Isto é claro e evidente.
Disse tambem o sr. Barras e Sá que esta lei foi inspirada pela corrente das idéas que vogam dentro e fóra do paiz, e defendeu a sua opinião com argumentos de auctoridades que invocou a seu favor. Eu peço permissão para proceder da mesma maneira. E por isso farei notar ao illustre relator a opinião manifestada pelo sr. presidente do conselho em 1872, se bem que esta opinião não seja muito auctorisada para s. exa., segundo ainda ha pouco o declarou, comtudo não deixa de ser a opinião de um presidente de ministros, que em assumptos tão vitaes deve ter idéas definidas e principios assentados.
O sr. Barros e Sá: - O que eu disse, foi que a lei valia mais do que qualquer opinião.
O sr. Vaz Preto: - A opinião manifestada pelo sr. presidente do conselho é exactamente contraria á que sustenta o sr. Barros e Sá, e a não ser assim, se não fosse verdade o que avanço, s. exa., que me está ouvindo, já se teria levantado para me contraditar. S. exa. por certo não consentiria, que eu me servisse, para combater o illustre relator, de opiniões que se lhe attribuem, e que na realidade não lhe pertencem.
Este silencio do governo leva sem duvida a convicção ao animo de todos que me ouvem, que as opiniões do sr. presidente do conselho de ministros são aquellas que eu e o sr. conde de Rio Maior lhe attribuimos.
Um outro argumento do digno par é que a doutrina que estabelece o codigo civil, é a que deve estar em vigor; mas este codigo que trata apenas dos direitos civis, não póde ser applicado aos direitos politicos, que são tratados na carta constitucional, e muito menos póde revogar uma disposição de um artigo constitucional, porque isso só é permittido ás côrtes constituintes.
Disse tambem o illustre relator da commissão, que leis iguaes a estás se estão discutindo em outros paizes; mas o que não disse, é se este ponto se considera materia constitucional n'esses paizes, porque se fosse considerado tal, não se discutiria senão em conformidade com a constituição, porque lá fóra não se tratam assumptos tão serios e graves pela fórma por que nós os tratâmos, desprezando a constituição.
Quando me referi ao modo como os eleitores exercem o seu direito, eu só quiz mostrar que, pelo systema da eleição directa, elles não tinham, tanta independencia, nem tanto conhecimento de causa; e que, olhando ao estado de progresso em que está o paiz, se devia recorrer ao systema indirecto; e disse tambem que se poderia obter esta mudança sem côrtes constituintes, visto que se estava fazendo uma nova lei eleitoral contraria aos principios consignados na carta.
Sr. presidente, vou mandar para a mesa uma proposta, que julgo altamente importante.

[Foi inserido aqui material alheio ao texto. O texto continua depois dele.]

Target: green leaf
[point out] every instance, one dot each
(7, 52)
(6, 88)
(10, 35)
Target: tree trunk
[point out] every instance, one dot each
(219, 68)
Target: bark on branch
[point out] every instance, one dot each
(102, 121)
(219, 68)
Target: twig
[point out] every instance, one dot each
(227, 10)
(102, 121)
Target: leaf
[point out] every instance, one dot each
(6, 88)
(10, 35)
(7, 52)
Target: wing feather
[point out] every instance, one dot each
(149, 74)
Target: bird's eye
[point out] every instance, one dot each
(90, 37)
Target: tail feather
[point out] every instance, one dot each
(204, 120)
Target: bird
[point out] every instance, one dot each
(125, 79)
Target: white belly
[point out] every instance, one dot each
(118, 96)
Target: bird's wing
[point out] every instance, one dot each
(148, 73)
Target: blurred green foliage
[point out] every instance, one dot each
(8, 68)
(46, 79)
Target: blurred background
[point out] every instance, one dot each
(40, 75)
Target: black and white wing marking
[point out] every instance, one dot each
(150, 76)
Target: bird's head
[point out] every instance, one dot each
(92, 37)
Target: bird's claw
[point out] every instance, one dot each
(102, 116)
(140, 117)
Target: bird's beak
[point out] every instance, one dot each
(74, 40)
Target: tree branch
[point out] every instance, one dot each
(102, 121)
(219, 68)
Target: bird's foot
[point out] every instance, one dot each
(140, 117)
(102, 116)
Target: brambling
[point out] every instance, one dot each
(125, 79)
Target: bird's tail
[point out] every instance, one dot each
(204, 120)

Já que o governo não apresentou n'este projecto de lei nenhumas garantias para manter o direito dos candidatos, nem estabeleceu penas para as auctoridades que interferissem, visto o governo facultar candidatos officiaes, vou ao menos propor que junto de cada mesa eleitoral os candidatos possam ter um representante seu, para evitar que as eleições sejam falsificadas.
Esta proposta justifica-se com diversos factos, entre os quaes figura um a que eu assisti, e que é o seguinte:
Um presidente de uma assembléa eleitoral mandou sair da casa da camara, em que se fazia a eleição, os individuos empenhados em que ella não se falsificasse. Saíram, e a urna foi immediatamente substituida por outra, com outras listas.